Our holding that the record does not substantiate the defendant's contention, of course, means that we are precluded from reviewing the bills of exceptions taken prior to the plea. We are limited on this appeal to an inspection of the pleadings and proceedings for errors discoverable on the face thereof. State v. Valentine, supra. We find none.

We note, however, that the defendant is not without a remedy to further complain and show that his plea was made under the mistaken assumption concerning our appellate review. By way of habeas corpus the defendant may well be able to show that his plea was invalid due to the peculiar circumstance of the entry of the stipulation, and his understanding of the advice of his attorney.2 We are merely saying here that the record before us on this appeal does not support his contention.

For the reasons assigned, the conviction and sentence are affirmed.

TATE, J., concurs and assigns reasons.

BARHAM, J., dissents and assigns reasons.

TATE, Justice (concurring).

If we do not review the merits of the bills, the plea of guilty should be set aside, as entered under the express assumption that his complaint would be reviewed on appeal, and the conviction (plea of guilty) set aside and a new trial ordered if such complaint is upheld.

However, in my opinion (despite contrary expressions in the prior jurisprudence, which may not have involved this precise question of a direct appeal raising properly reserved contentions of error), the defendant is entitled to a review of the merits of the bills of exceptions properly reserved and perfected, after denial of his motion to suppress certain statements as unconstitutionally taken.

The plea of guilty is an appealable final judgment resulting in the imposition of sentence. La.C.Cr.P. Art. 912, subd. C(1). Under La.C.Cr.P. Art. 920, the formal bills of exceptions submitted in accordance with the Code 'shall be considered on appeal'. La.C.Cr.P. Art. 920(1).

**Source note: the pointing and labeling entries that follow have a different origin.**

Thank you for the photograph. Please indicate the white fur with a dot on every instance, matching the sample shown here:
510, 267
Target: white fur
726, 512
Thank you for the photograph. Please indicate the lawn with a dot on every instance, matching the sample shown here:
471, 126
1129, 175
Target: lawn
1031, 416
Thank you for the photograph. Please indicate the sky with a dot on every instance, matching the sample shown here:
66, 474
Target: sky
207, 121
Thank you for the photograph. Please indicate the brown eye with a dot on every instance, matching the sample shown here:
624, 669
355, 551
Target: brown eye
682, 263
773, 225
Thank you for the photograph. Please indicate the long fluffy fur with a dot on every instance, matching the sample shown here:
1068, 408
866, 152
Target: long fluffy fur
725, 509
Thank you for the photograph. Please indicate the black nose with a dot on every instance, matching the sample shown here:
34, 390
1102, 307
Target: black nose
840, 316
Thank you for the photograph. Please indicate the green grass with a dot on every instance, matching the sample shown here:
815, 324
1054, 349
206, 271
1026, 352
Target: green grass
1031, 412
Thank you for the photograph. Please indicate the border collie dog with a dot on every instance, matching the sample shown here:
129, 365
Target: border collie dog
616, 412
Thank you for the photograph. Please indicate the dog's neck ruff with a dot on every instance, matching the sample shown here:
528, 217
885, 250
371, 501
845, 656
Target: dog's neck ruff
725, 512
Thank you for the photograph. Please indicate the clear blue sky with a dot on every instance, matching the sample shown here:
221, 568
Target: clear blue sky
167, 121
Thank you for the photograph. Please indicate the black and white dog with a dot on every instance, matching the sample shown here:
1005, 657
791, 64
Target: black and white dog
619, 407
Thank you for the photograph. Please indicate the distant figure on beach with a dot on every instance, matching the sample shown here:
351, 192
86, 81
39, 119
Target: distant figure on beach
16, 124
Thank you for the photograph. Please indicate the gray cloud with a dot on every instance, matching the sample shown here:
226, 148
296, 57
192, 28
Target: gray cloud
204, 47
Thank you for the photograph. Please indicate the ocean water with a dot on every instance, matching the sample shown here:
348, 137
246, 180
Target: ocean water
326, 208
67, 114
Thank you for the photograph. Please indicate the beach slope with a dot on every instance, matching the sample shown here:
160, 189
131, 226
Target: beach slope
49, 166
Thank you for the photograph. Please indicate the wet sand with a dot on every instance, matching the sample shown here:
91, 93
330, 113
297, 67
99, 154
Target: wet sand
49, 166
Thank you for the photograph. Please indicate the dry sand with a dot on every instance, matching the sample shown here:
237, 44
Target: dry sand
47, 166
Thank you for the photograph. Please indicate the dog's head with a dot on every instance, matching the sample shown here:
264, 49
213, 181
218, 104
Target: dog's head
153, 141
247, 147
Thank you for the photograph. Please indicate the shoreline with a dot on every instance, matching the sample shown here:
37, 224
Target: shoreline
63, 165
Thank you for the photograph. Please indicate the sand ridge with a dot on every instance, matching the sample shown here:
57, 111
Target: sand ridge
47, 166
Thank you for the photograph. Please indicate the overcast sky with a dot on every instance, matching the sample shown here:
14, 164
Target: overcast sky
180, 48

Bills of Exceptions No. 1 was taken to the denial of a motion to suppress a written confession and other inculpatory statements as not freely and voluntarily made. As to the confession itself, the evidence supports it was made freely and voluntarily after informed waiver of Miranda rights.

Despite the defendant's contentions that he returned to his home and talked to the police officers with the understanding he would be given mental treatment instead of imprisonment, I find no error in the trial court's accepting the testimony of the police officers. They positively testified that no such inducements were offered or relied upon and that, instead, the subject of mental treatment was brought up by the defendant's parents. Although the police officers admitted discussing the subject, they testified they had specifically informed the parents that the disposition of the charges would have to be handled within the discretion of the District Attorney's office and was up to the trial judge's decision.

Likewise, the spontaneous inculpatory statement made by the defendant when the police officers arrived (on the day following the officers' conversation with his parents) is not shown to have been induced by any assurances of leniency. The trial court accepted the officers' testimony that, following this inculpatory exclamation, they did not question him until he was advised of his Miranda rights, and I likewise find no error in this ruling.